Perhaps, but Further Budget Cuts Are Likely to be Part of the Solution
It appears that the Wisconsin Legislature is on the verge of passing a slightly amended version of the Special Session tax cut bill, which uses the projected state surplus in a way that leaves the state with a “structural deficit” of about $700 million at the beginning of the next session. The good news is that the way the Fiscal Bureau calculates structural deficits doesn’t make any estimate of revenue growth in the next biennium. The bad news is that it also doesn’t account for any spending growth, and it depends on fairly strong revenue growth over the next 15 months, which is by no means guaranteed.
Proponents of the proposed tax cuts contend that tax growth in the next biennium can be expected to surpass the amount needed to close the structural deficit. That’s likely to be true — provided that the economic recovery doesn’t slow over the next three years, and if policymakers are prepared to once again freeze many appropriations or cut them below the levels needed to keep up with population growth and inflation. Although fiscal conservatives congratulated themselves in 2012 for eliminating the structural deficit, many seem not to mind starting a new biennium with a potential hole in the budget, which I surmise is because they aren’t bothered by the possibility (or likelihood) of having to eliminate that hole by making deeper spending cuts.
Over the past few days there have been several pieces of economic, fiscal and international news that I think should serve as reminders that assuming significant revenue growth in the current biennium and the next one could be problematic. At the federal level, the Bureau of Economic Analysis said Friday that real GDP growth dropped to just 2.4% in the last quarter of 2013, which compares to prior projections of 3.2% for the last three months of the year and was far below the 4.1% growth in the third quarter. At the state level, new tax figures released Friday by the Department of Revenue show that the adjusted General Fund tax collections in January fell 2.2% compared to January 2013.
Those two pieces of news strike me as warning flags, not as alarm bells. A number of economists have suggested that the weaker figures for the federal economy were primarily the result of short term factors, such as the weather. And because January 2013 was a strong month for Wisconsin tax collections, the comparative decline in January of this year isn’t a major surprise. I think the more worrisome news comes from the international developments in the Ukraine and elsewhere – considering the potential economic implications of rising tensions and global instability. In any event, all of these recent events should serve as reminders that even the Fiscal Bureau doesn’t have an infallible crystal ball, and there are risks in using projected budget balances for new tax cuts or spending increases.

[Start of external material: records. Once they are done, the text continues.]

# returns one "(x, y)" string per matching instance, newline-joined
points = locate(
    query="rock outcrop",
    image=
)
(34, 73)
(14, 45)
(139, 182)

Fortunately, the structural deficit that the Fiscal Bureau projects for the 2015-17 budget is smaller than numerous others in the last two decades. However, it should be remembered that some of those structural deficits increased between this point of the biennial budget and the start of the legislature’s next biennial session. And the time to take steps to reduce structural deficits is when you have higher than expected revenue projections.
Some of the other states with surpluses are taking a more cautious and responsible approach. In California, for example, Governor Jerry Brown has recommended putting much of the anticipated revenue increase into paying off state debt and building up reserves. Wisconsin lawmakers should proceed with similar caution.